For the last nine months of the war, Jim Edwards and I represented the Air Force in the camp's Post Office of 72 personnel.  Most camps were evacuated ahead of the Russians or Allies but IVB ended up in a ten-mile corridor between the Russian and American armies.  In fact there was a token meeting for propaganda purposes at Torgau not far from us.  


Torgau April 25th 1945.  [Propaganda painting.]

The last few weeks were full of tension and apprehension.  This was especially so after American fighters strafed the camp killing a few POWs.

On 6th May 1945, the Russians marched the British out to Riesa, a nearby city.  At first were in fives, then fours then threes until after a while there was a single line as far as the eye could see up and down the hills.

We were installed in German barracks and our particulars taken down.  I went through at 2.30am.  After hearing Churchill say that we must not forget what we started fighting the war for and thinking he was about to fight the Russians, Jim Churchill, Frank Beste (450), Pat Northway (Wellington) and I took off through the back gate which was not guarded.

Not far away we ran into two Americans and two New Zealand Officers who were on their way to the camp to tell them to stay put but gave us cigarettes and told us to keep going.

In about two and a half hours we made Oshatz.  Jim and Frank went off to see the town and whilst we were waiting for them a woman asked us in English if we wanted Billets for the night.  Pat and I ended up with her family of mother and two young girls, Jim with a South African POW living with a German girl and Frank with an ex-German General and his wife.  We were in modern flats and they were very comfortable but we left the next day when the Russian army established itself around us.

Our next night was spent in a school house in Wermsdorf.  At 1.30am we were awakened by having cigars thrust into our mouths by a grinning Russian soldier.  Jim and Frank had run into him earlier in the night when sightseeing and had discovered he had been in Stalag IVB.  He now proceeded to tell us, in German, what happened after he left the camp.  First he had got a revolver and proceeded to knock off all the Germans who had treated him badly when he worked for them.  As he illustrated everything by waving his revolver about and saying, "bang bang!" we were relieved when he took off.  He did tell us that his unit was going to fight the Japs though.

The next morning we took off for Trebsen and came to a river with a Russian on our side and an American on the other.  After satisfying the Russian that we were ex-POW's by showing our German dog tags, we crossed the river and were free.

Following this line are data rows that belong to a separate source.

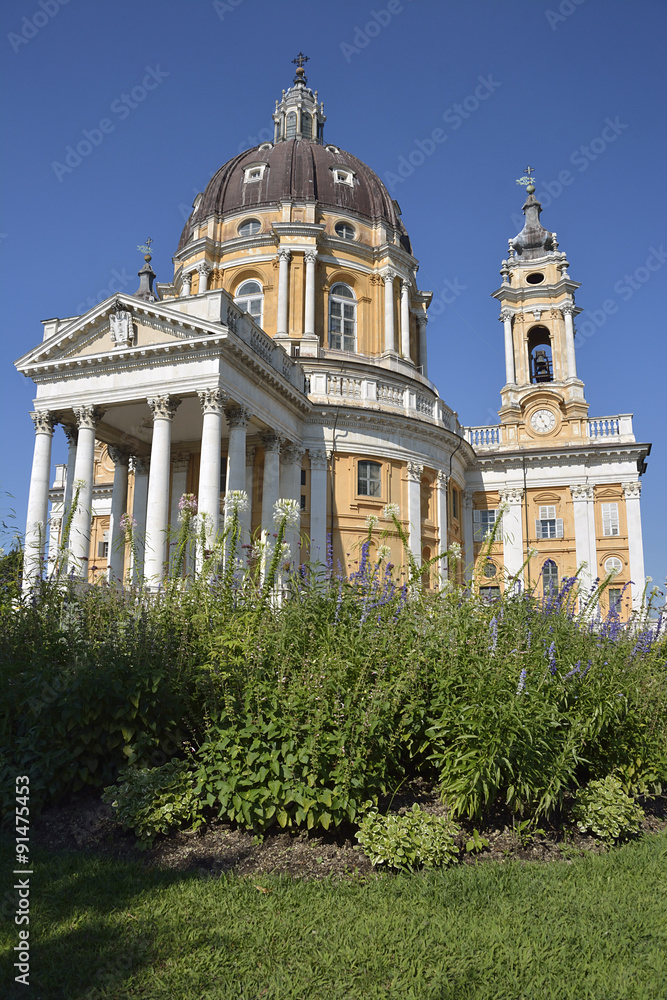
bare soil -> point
(85, 823)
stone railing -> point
(334, 387)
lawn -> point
(592, 928)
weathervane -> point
(300, 72)
(527, 179)
(146, 249)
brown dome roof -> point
(297, 169)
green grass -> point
(595, 929)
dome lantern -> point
(299, 115)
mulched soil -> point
(87, 824)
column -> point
(510, 375)
(423, 358)
(511, 500)
(208, 498)
(415, 472)
(80, 524)
(157, 507)
(283, 285)
(568, 314)
(318, 507)
(139, 504)
(203, 270)
(250, 489)
(290, 488)
(632, 493)
(468, 554)
(405, 319)
(71, 434)
(389, 332)
(309, 319)
(38, 499)
(583, 503)
(441, 481)
(116, 554)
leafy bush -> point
(607, 811)
(406, 841)
(153, 800)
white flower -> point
(236, 501)
(287, 509)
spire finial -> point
(527, 180)
(300, 76)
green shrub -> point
(409, 840)
(607, 811)
(151, 801)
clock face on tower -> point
(543, 421)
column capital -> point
(163, 407)
(44, 421)
(237, 416)
(212, 400)
(318, 458)
(88, 416)
(118, 455)
(511, 495)
(580, 491)
(272, 442)
(415, 472)
(293, 453)
(632, 491)
(139, 465)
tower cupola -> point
(299, 115)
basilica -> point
(288, 358)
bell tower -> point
(542, 396)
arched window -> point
(249, 296)
(342, 318)
(539, 350)
(250, 227)
(369, 479)
(549, 578)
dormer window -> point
(345, 230)
(250, 227)
(253, 173)
(342, 176)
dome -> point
(299, 170)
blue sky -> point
(165, 91)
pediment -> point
(119, 324)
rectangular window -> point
(483, 521)
(369, 479)
(547, 525)
(610, 519)
(615, 599)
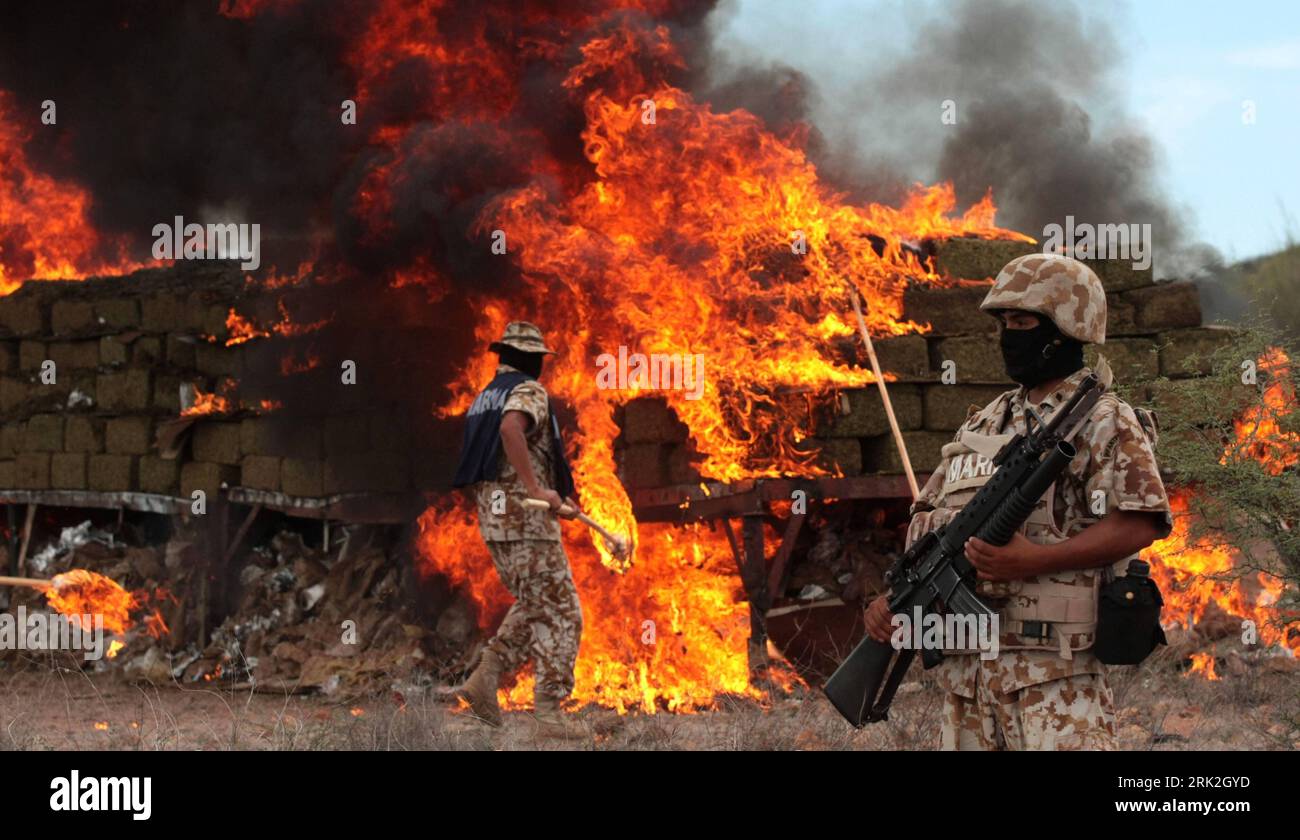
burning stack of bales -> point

The Yank had a truck waiting which took up to Halle where we spent a few days before flying off to Rheims and then to Dunsfold, England on 23rd May and a wonderful welcome.

 
Reception desk at Gowrie House, Eastbourne.  [Painting by Stella Bowen, Copyright AWM ART26270
Upon arrival at the Australian prisoner of war repatriation centre at Eastbourne, the men were provided with a meal and accommodation.  After settling in, they were allowed to send a free cable home and were presented with a Red Cross parcel.  The men were presented with new uniforms and pay advances and then given 14 days leave and rail passes to explore Britain.  Upon their return, they awaited embarkation to Australia.   In this painting, Bowen has captured a friendly gathering of ex-prisoners of war with Women's Auxiliary Air Force officers, the group framed by the warmth of a desk lamp and watched over benevolently by portraits of Winston Churchill and John Curtin.